DEAR ED: Here’s a bit of history from “American Heritage Cookbook” on hush puppies: “According to one old Southern legend, the hounds that went along on hunting expeditions were a hungry lot and would start yelping as soon as they caught the smell of fish frying for their masters’ dinner. To quiet the hounds, the hunters dropped bits of cornmeal batter into the fish pan and then tossed the tidbits to the dogs with a gentle rebuke, ‘Hush, puppy!’ ” And the pleasure is ours.
2 cups white cornmeal
1/2 cup flour
3 teaspoons baking powder
1 teaspoon salt
1/4 teaspoon pepper, optional
1 cup milk
1 large onion, minced
Oil or shortening
Combine cornmeal, flour, baking powder, salt and pepper in bowl. Add milk and mix well. Stir in onion. Heat 1 inch oil in skillet over medium-high heat. Drop in 1 spoonful of batter to test heat. Batter should brown in 3 to 4 minutes and be cooked through.
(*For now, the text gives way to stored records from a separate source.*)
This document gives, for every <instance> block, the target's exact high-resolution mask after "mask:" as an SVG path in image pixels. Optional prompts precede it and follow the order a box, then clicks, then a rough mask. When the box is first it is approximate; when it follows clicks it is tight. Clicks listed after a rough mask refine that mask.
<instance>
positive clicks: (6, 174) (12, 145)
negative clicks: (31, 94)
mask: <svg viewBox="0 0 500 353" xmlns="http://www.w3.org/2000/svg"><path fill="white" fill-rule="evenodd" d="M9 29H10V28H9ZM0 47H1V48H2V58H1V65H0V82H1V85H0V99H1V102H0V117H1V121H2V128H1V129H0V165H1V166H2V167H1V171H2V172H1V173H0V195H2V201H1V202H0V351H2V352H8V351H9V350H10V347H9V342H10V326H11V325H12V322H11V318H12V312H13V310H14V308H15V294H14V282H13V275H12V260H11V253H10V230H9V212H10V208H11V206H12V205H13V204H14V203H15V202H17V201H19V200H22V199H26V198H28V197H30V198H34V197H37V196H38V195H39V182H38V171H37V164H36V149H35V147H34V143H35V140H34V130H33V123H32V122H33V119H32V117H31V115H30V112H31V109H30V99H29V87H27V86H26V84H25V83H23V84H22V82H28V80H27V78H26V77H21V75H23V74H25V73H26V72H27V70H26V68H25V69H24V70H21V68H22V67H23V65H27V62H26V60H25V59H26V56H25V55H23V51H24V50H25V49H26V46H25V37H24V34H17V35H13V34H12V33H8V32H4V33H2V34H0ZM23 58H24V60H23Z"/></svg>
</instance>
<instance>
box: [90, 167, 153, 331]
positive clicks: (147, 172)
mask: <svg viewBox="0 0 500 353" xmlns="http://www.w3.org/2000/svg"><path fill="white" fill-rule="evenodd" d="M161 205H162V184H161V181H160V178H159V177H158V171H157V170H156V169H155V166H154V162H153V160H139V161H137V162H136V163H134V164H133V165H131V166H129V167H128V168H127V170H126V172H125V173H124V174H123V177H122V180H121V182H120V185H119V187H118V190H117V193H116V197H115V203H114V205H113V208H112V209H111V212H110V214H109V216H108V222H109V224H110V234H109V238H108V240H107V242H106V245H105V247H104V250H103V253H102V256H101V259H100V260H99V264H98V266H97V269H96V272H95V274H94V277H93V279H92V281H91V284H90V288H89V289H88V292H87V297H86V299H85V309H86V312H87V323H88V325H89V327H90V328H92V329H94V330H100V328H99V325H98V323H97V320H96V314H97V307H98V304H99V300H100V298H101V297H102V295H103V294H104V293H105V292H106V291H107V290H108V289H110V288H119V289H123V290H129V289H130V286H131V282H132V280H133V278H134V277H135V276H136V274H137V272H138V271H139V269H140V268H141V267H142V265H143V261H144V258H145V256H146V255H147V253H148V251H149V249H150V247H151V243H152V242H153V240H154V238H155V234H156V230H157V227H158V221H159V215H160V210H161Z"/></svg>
Drop in remaining batter by spoonfuls. If too thin, stir in more cornmeal. If too thick, stir in little more milk. Cook Hush Puppies until brown on one side and puffed, turn and brown other side. Drain on absorbent paper. Serve hot with hot fried fish.
6 servings. Each serving:
220 calories; 639 mg sodium; 3 mg cholesterol; 3 grams fat; 42 grams carbohydrates; 6 grams protein; 0.89 gram fiber.